In [None]:
import requests
import pandas as pd
import pytz

# Set API key
auth_token = "get_your_api_key" ##get your api key

# Define query_one with pagination
query_one = """
query GetLatestModelMetadata($environmentId: BigInt!, $first: Int!, $after: String) {
  environment(id: $environmentId) {
    applied {
      models(first: $first, after: $after) {
        edges {
          node {
            name
            uniqueId
            schema
            database
            materializedType
            executionInfo {
              lastSuccessRunId
              executionTime
              executeStartedAt
            }
          }
        }
        pageInfo {
          endCursor
          hasNextPage
        }
      }
    }
  }
}
"""

# Query the API
def query_discovery_api(auth_token, gql_query, variables):
    response = requests.post(
        'https://metadata.cloud.getdbt.com/graphql',
        headers={
            "Authorization": f"Bearer {auth_token}",
            "Content-Type": "application/json"
        },
        json={"query": gql_query, "variables": variables}
    )
    try:
        response_data = response.json()
    except ValueError:
        print(f"Invalid JSON response: {response.text}")
        return None

    # Handle GraphQL errors
    if 'errors' in response_data:
        print("GraphQL Errors:", response_data["errors"])
        return None

    return response_data.get('data', None)

# Variables for query_one
variables_query_one = {
    "environmentId": 'your_environment_id',  # Replace with your environment ID
    "first": 500,
    "after": None  # Start with no cursor for the first page
}

# Fetch all models with pagination
all_models = []
while True:
    data = query_discovery_api(auth_token, query_one, variables_query_one)
    
    if not data or not data.get("environment"):
        print("No metadata found or error occurred.")
        break

    models_data = data["environment"]["applied"]["models"]
    all_models.extend([edge['node'] for edge in models_data['edges']])

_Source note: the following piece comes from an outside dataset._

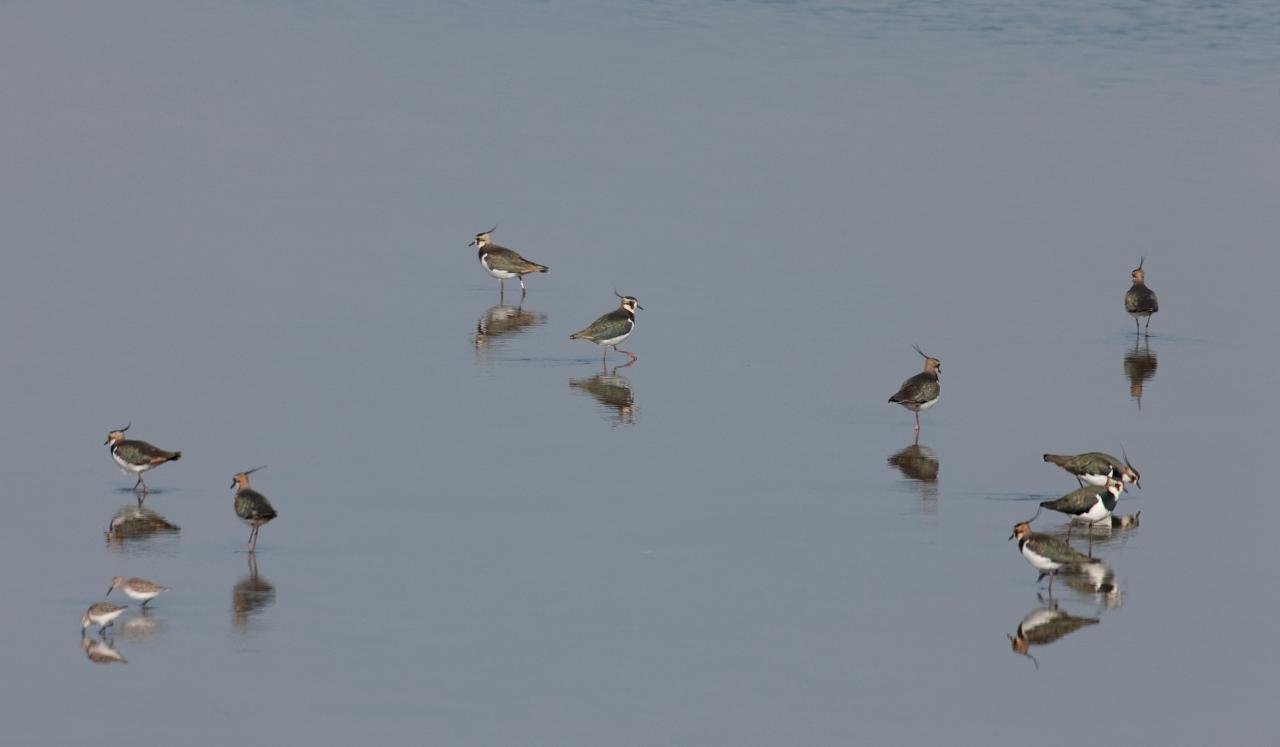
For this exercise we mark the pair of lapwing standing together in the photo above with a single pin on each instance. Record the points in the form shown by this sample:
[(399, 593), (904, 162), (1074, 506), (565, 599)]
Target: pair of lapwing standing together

    # Check if there's another page
    page_info = models_data["pageInfo"]
    if page_info["hasNextPage"]:
        variables_query_one["after"] = page_info["endCursor"]
    else:
        break

# Convert all models to a dataframe
models_df = pd.DataFrame(all_models)

# Unnest the executionInfo column
if 'executionInfo' in models_df:
    models_df = pd.concat([models_df.drop(['executionInfo'], axis=1), models_df['executionInfo'].apply(pd.Series)], axis=1)

# Sort the models by execution time
models_df_sorted = models_df.sort_values('executionTime', ascending=False)




In [None]:
models_df

In [None]:
models_df['executeStartedAt'] = pd.to_datetime(models_df['executeStartedAt'])


In [None]:
# Convert from UTC to IST
from pytz import timezone
ist = timezone('Asia/Kolkata')

dt_columns = ['executeStartedAt']

for col in dt_columns:
    models_df[col] = models_df[col].dt.tz_convert(ist)


In [None]:
models_df

In [None]:
from sqlalchemy import create_engine

# Database connection details
username = "######"
password = "######"
host = "######"  # Or your database host
port = "######"  # Default PostgreSQL port
database = "######"

# Create an SQLAlchemy engine
engine = create_engine(f"postgresql+psycopg2://{username}:{password}@{host}:{port}/{database}")


In [None]:
models_df.to_sql('dbt_models', con=engine, schema='analytics', if_exists='replace', index=False)